The value(s) that triggers the recording. For example, "band of 0-24 kHz".

Conversions

Any filtering or conversion applied to the data before further analysis. For example, "high-pass filter at 20 kHz" or "48 Hz DC blocking filter".

Audio sample rate in kHz

Audio sample rate of the recording.

Audio bit depth

Audio bit depth of the recording.

Audio gain

Audio gain setting. For example, low, medium or high.

Audio type

Stereo, mono or other.

Audio format

Audio format of the recording. For example, WAV, FLAC or MP3.

Image resolution

Resolution of the images. For example, 1920x1080 pixels.

Image format

Image format used for recording. For example, JPEG, PNG or TIFF.

Lighting description

Description of the lighting.
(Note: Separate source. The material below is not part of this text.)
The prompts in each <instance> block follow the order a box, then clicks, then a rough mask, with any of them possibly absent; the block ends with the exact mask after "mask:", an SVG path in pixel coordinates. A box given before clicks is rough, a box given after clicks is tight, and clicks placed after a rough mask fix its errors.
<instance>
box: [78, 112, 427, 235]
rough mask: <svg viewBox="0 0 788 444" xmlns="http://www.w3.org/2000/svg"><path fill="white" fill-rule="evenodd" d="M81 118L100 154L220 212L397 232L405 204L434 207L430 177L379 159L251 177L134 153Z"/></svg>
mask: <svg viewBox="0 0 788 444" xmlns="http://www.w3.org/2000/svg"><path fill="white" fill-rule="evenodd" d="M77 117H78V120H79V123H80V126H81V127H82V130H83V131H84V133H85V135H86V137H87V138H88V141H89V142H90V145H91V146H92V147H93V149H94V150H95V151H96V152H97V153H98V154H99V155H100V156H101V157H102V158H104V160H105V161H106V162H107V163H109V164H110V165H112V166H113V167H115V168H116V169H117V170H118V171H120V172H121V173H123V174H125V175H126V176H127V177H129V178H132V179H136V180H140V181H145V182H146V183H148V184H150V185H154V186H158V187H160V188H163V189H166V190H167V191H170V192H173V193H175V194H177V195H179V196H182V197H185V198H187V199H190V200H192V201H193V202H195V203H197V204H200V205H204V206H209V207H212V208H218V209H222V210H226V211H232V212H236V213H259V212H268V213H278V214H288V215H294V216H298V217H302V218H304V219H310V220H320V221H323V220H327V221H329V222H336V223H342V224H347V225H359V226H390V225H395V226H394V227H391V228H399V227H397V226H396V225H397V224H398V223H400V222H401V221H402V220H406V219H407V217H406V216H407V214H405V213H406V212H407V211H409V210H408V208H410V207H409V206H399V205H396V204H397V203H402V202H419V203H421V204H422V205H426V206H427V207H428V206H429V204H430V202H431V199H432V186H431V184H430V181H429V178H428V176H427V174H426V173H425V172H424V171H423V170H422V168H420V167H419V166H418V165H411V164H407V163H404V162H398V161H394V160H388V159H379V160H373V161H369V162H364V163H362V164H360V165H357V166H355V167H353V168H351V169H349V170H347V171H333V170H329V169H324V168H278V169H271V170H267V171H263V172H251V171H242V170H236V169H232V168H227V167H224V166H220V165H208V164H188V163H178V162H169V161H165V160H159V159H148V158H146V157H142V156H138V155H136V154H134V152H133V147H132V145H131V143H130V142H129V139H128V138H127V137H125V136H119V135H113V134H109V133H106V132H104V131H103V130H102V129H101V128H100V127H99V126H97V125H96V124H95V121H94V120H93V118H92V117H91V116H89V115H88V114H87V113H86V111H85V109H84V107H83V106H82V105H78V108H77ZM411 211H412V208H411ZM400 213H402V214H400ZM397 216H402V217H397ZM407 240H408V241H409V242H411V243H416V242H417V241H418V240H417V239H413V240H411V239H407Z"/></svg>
For example, visible light, infrared or combination of both.

Light source

Description of the light source used for imaging. For example, visible light or infrared. Possible more detailed description of the light source(s), or if they vary during the recording.

AI-based taxon identification

Model name and version

Model name used for identification.

Example: BirdNET_GLOBAL_2K_V2.1 or BirdNET v2.4

Prefer unique identifiers, since names can have different spellings like in the example here.

Confidence level

Confidence level used for identifications

Needs to be normalized so that all values are between 0...1, with zero representing minimum confidence and one representing maximum confidence.

Sensitivity

Sensitivity of the model used for identification. Can be different for different models.

Segment length

Length of audio segments in seconds used for identification

Overlap of segments in seconds

How much segments used for identification are overlapping.

With zero overlap, vocalizations at the border between two segments are easily missed. With overlap, some vocalizations can be counted twice or more.

Identifications per segment

Maximum number of identifications the system tries to make out of a single segment.

Data quality assurance

Verification methods

Description of how identifications made by AI have been verified.

Should this be machine-readable, so it can be used for filtering data? The would need separate machine-readable vocabulary and human-readable detailed description.

Possible vocabulary:

None
Spot checked
Full verification by experts

Storage

Media file format

File format of the media files (audio, video etc). For audio files for example, WAV or FLAC, mono or stereo.

Interpreted file format

File format of the interpreted data. For example, CSV, JSON or XML.